Our first stop was at Diageo’s stand to catch up with Colin Dunn. It also provided an opportunity to try the Brora 35 Special Release from 2013. The dram had everything we had hoped for; amazing depth and complexity wrapped in a swirl of smoke. We’ve now tried almost all of the Special Releases from last year, and for me, this is the star.
It was great to have a chat with Colin (Diageo) and Chris (Compass Box) throughout the day. Two of the nicest guys in the industry.
It’s been a while since I’ve had the Caol Ila 12 so it was time to go back and reacquaint myself with it. For Mike, this is where it all started, and this is a whisky that still punches well above its weight and takes you over the sea to Islay.
The Midlands Whisky Festival had all of the right people there. We caught up with Lucas and tasted, for the first time, the peated Old Pulteney from 1990. Unusually the spirit isn’t peated, with the peat instead coming from maturation in a variety of Islay casks. This is a fabulous dram, and one of the days highlights.
Mike and I are both big fans of Balblair and it was fantastic to try the 1983 vintage again. Full of tropical fruits and spice this is a great whisky.
One of the days dream drams. This Glenfarclas has been matured in Port Casks for 31 years and provided a perfect accompaniment to lunch as it afforded the opportunity to sit down and savour the whisky
We were thrilled to be able to make Miss Whisky’s chocolate and whisky pairing class. Up for tasting was Tamdhu 10, Balblair 2003, Aberlour 16 (double matured), Balvenie Carribean Cask, and Bowmore 12 – all matched with different chocolate.
Alwynne led the session enthusiastically and knowledgeably. Each whisky was expertly matched with a different chocolate designed to bring our different characteristics of both the spirit and the chocolate. One of the most interesting combinations was the Balblair 2003 and the Marou (a 78% chocolate from Vietnam). The chocolate lit up the whisky really enhancing the vanilla notes and bringing out almonds and spices.
All of the chocolate was from the Chocolate Trading Company and it was really interesting that all the bars were ‘proper’ chocolate. And what I mean by that is that there was no flavoured chocolate in the tasting – just good quality bars that matched the whisky.
Alwynne leading the way!
The final pairing featured this chocolate from Madagascar. The chocolate itself contained coco nibs (this is what is present before the chocolate is subject to conching) and was tasted alongside the Bowmore 12. Tasting them together really highlighted the salty notes in the whisky (almost to a sea water level) and was my highlight of the class.
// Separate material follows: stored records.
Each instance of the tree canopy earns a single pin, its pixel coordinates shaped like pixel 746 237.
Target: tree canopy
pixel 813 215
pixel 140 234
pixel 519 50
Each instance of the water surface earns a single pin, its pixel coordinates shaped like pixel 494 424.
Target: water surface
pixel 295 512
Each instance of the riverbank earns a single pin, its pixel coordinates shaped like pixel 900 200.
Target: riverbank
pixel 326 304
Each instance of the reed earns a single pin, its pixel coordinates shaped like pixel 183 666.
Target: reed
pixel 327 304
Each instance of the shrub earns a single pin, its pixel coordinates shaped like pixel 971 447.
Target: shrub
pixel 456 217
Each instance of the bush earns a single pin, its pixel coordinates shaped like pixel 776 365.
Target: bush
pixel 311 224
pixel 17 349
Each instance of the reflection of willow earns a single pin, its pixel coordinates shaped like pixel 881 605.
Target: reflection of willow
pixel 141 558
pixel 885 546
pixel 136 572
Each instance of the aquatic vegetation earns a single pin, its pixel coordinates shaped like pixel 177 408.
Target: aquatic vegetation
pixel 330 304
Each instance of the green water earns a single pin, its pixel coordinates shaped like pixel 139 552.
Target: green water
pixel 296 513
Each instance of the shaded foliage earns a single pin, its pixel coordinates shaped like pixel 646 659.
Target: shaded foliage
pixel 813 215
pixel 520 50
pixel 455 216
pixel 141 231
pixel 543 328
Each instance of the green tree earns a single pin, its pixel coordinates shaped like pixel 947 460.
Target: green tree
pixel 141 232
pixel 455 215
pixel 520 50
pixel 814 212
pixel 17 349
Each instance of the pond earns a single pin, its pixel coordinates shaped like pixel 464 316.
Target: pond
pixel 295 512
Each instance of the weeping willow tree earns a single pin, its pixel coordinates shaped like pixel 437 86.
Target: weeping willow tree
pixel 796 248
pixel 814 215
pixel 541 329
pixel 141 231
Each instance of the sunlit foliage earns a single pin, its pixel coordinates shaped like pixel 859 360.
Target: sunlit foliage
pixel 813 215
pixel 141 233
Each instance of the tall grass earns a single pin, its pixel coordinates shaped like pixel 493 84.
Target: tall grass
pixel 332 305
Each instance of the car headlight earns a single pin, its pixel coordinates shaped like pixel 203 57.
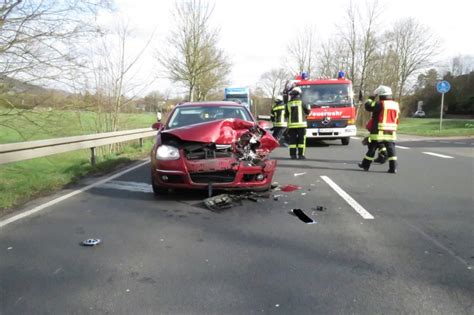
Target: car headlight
pixel 167 153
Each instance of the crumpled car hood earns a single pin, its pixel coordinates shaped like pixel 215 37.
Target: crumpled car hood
pixel 225 131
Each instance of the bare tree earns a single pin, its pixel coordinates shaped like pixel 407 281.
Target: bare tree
pixel 112 70
pixel 302 50
pixel 462 64
pixel 192 50
pixel 212 80
pixel 414 46
pixel 333 56
pixel 272 82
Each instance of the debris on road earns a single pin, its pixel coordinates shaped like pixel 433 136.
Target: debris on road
pixel 219 202
pixel 302 216
pixel 91 242
pixel 225 201
pixel 299 174
pixel 290 188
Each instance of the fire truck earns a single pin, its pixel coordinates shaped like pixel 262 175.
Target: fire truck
pixel 333 111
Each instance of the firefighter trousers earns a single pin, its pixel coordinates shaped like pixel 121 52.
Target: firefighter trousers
pixel 373 146
pixel 297 141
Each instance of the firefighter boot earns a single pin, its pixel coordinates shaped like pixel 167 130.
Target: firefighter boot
pixel 382 157
pixel 301 154
pixel 293 153
pixel 365 164
pixel 392 167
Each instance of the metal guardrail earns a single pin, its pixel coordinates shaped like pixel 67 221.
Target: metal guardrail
pixel 19 151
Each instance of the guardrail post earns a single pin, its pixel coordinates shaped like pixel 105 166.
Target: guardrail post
pixel 93 156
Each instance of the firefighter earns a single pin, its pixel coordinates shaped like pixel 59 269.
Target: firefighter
pixel 278 119
pixel 381 149
pixel 385 118
pixel 296 113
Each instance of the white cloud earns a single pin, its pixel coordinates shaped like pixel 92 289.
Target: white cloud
pixel 254 33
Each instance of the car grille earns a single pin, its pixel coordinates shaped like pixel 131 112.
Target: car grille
pixel 336 123
pixel 206 153
pixel 213 177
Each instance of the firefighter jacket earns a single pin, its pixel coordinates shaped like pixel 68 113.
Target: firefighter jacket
pixel 384 121
pixel 296 114
pixel 278 115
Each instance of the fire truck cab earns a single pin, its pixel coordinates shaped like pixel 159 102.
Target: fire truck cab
pixel 333 112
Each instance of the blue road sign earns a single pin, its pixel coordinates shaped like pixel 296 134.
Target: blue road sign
pixel 443 86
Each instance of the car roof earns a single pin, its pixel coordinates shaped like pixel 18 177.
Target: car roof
pixel 210 103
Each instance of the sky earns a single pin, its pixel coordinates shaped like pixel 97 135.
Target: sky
pixel 255 33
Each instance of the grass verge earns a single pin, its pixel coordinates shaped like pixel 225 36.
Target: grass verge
pixel 25 180
pixel 429 127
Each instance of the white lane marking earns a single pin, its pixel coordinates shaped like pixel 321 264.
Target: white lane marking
pixel 75 192
pixel 439 155
pixel 354 204
pixel 130 186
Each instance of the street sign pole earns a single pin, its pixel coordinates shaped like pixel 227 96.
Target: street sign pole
pixel 441 112
pixel 442 87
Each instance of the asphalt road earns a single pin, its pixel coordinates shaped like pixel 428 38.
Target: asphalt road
pixel 172 256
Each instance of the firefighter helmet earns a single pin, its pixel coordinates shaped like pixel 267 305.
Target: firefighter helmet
pixel 295 91
pixel 383 90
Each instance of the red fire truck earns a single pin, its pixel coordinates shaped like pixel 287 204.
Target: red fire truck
pixel 333 112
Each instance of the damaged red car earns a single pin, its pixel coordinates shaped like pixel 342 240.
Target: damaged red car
pixel 217 144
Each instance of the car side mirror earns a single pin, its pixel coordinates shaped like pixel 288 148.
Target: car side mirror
pixel 157 126
pixel 264 117
pixel 266 125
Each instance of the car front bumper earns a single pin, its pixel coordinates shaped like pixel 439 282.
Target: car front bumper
pixel 221 173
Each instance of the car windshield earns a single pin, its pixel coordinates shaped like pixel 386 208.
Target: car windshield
pixel 326 94
pixel 185 116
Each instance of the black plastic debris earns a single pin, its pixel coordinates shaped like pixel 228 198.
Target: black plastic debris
pixel 219 202
pixel 319 208
pixel 225 201
pixel 302 216
pixel 91 242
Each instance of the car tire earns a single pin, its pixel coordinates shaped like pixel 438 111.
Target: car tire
pixel 158 190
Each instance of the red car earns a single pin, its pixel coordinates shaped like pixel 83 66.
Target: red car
pixel 216 144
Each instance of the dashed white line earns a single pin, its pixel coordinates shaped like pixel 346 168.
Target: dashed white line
pixel 69 195
pixel 354 204
pixel 439 155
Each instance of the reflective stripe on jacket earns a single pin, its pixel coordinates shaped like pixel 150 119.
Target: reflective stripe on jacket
pixel 296 114
pixel 278 116
pixel 388 116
Buy this chocolate and try it at home – you won’t be disappointed.
Studiously making notes during the class
Tullibardine may not be at the top of everyones wish list but you should really try and seek out their cask strength stuff. Everyone I have had has been excellent, and this whisky from Carn Mor was no different. It was very savoury neat, but once a drop of water was added it turned very sweet and was almost icing sugar like in taste. Sadly, despite being bottled only 6 weeks ago it has completely sold out!
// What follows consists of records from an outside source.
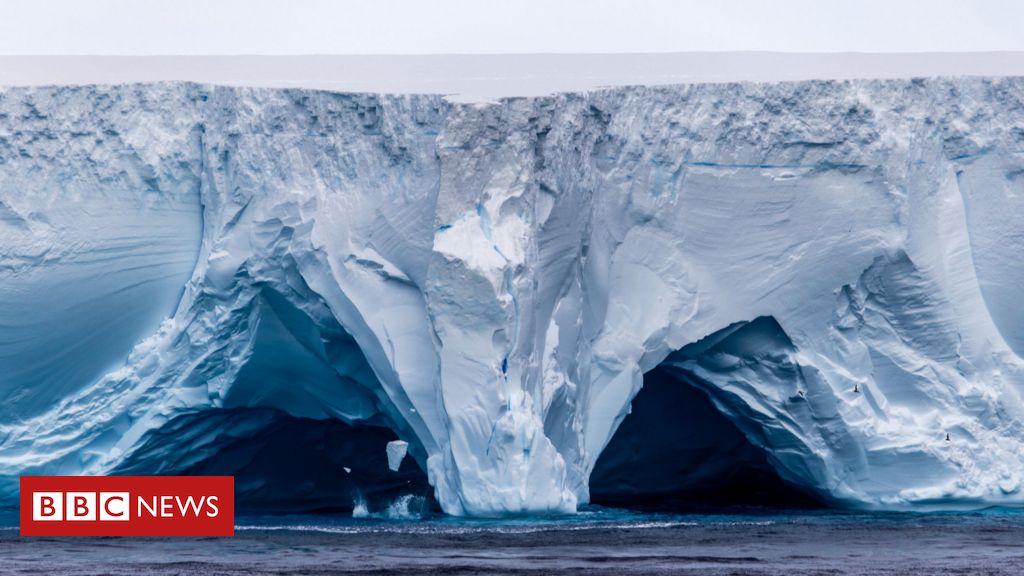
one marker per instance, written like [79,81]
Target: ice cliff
[837,265]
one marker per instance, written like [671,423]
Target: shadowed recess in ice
[281,462]
[835,265]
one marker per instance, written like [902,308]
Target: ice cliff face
[837,264]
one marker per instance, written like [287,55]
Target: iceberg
[834,265]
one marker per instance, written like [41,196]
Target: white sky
[417,27]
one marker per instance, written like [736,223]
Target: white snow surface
[510,270]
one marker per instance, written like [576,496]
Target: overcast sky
[416,27]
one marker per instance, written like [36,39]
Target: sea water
[595,541]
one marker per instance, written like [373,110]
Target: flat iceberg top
[473,78]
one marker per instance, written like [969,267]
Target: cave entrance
[677,451]
[283,463]
[303,425]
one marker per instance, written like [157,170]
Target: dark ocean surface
[595,541]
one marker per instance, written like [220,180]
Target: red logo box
[127,505]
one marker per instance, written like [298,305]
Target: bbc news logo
[127,505]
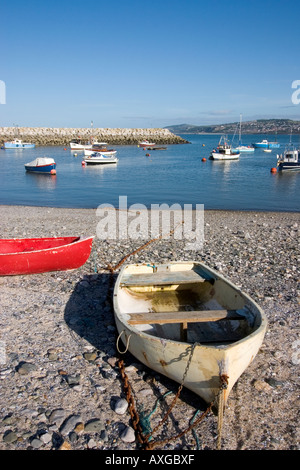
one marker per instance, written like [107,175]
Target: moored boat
[242,147]
[224,151]
[146,143]
[289,160]
[187,322]
[18,144]
[76,144]
[266,144]
[38,255]
[41,165]
[100,148]
[97,158]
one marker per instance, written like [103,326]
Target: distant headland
[260,126]
[62,136]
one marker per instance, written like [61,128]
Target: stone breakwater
[62,136]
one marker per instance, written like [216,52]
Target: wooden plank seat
[183,317]
[161,278]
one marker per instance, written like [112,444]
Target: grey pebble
[120,406]
[94,425]
[128,434]
[69,424]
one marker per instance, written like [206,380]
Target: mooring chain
[142,439]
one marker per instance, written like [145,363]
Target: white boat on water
[100,148]
[289,160]
[242,147]
[224,151]
[98,159]
[18,144]
[146,143]
[76,144]
[187,322]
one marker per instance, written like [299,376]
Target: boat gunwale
[263,322]
[77,240]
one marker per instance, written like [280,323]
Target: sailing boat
[242,147]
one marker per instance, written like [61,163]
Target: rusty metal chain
[144,440]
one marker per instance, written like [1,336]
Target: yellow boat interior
[185,302]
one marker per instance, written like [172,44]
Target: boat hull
[11,145]
[245,149]
[41,168]
[223,156]
[172,357]
[110,153]
[39,255]
[288,166]
[266,145]
[100,160]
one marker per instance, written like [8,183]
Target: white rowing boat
[184,320]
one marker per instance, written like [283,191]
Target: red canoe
[39,255]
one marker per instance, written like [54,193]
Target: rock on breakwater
[63,136]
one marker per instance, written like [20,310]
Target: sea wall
[63,136]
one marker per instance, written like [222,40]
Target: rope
[221,406]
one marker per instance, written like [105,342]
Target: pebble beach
[60,385]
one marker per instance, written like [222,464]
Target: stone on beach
[59,375]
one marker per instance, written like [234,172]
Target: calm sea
[175,175]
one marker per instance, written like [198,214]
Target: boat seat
[183,317]
[161,278]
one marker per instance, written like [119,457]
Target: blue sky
[147,64]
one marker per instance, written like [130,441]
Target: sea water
[174,175]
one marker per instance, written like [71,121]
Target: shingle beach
[60,386]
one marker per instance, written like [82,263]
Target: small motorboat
[39,255]
[18,144]
[224,151]
[97,158]
[187,322]
[289,160]
[100,148]
[76,144]
[266,144]
[41,165]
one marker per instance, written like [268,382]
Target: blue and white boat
[265,144]
[224,151]
[18,144]
[242,147]
[289,160]
[42,165]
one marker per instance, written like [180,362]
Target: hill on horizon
[259,126]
This was a real treat; Teaninich is a whisky I first discovered through Compass Box who use it in crafting some of their famous whiskies, but this is one of the first I have tried as a single malt. Despite being aged for 40 years this was a fresh, light and zingy dram with minimal effects from the wood.
No whisky show would be complete without a visit to Compass Box and it was a real surprise to find that they had Flaming Heart on the stand. I love this whisky; that combination of peat smoke and Chinese five spice just gets me; its a dram that makes me smile – what more could you want?
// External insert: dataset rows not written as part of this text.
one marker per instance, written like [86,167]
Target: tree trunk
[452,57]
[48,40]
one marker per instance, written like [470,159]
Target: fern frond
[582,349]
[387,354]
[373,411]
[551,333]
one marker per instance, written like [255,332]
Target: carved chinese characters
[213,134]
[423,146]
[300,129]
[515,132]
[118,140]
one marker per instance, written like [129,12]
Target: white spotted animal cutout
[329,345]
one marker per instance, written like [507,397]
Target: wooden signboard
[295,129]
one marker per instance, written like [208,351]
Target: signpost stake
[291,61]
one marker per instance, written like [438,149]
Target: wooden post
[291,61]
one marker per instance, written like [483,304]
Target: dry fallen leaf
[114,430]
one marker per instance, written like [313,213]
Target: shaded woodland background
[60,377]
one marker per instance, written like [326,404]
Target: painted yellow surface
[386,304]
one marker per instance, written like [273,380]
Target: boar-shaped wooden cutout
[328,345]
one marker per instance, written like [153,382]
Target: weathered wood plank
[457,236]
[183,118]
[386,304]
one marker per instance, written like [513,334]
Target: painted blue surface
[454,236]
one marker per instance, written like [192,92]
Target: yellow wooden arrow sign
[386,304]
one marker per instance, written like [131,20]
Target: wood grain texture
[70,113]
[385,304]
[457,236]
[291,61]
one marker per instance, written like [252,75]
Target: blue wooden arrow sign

Octomore – the peatiest whisky in the world and oh so much more that peat. The depth and complexity is astounding, and its probably time I bought another bottle!
This was a special Bruichladdich. Two year old Octomore from fresh oak. The cask previously contained Bruichladdich and had now been filled with Octomore Spirit. While you could taste the youth in this – there was a new make tint to it; I would have bought it if it was on sale. It may not be whisky yet, but it is shaping up to be something special.
Our final stand of the day was Douglas Laing. This Old Particular Bladnoch was lovely; really fruity and jammy with a good dose of spice.
My final dream dram token was used on this Bowmore 25. It is a dram I have tasted before and previously I have found it a touch too floral for my liking. At the festival though it hit the spot – a great end to another fabulous show!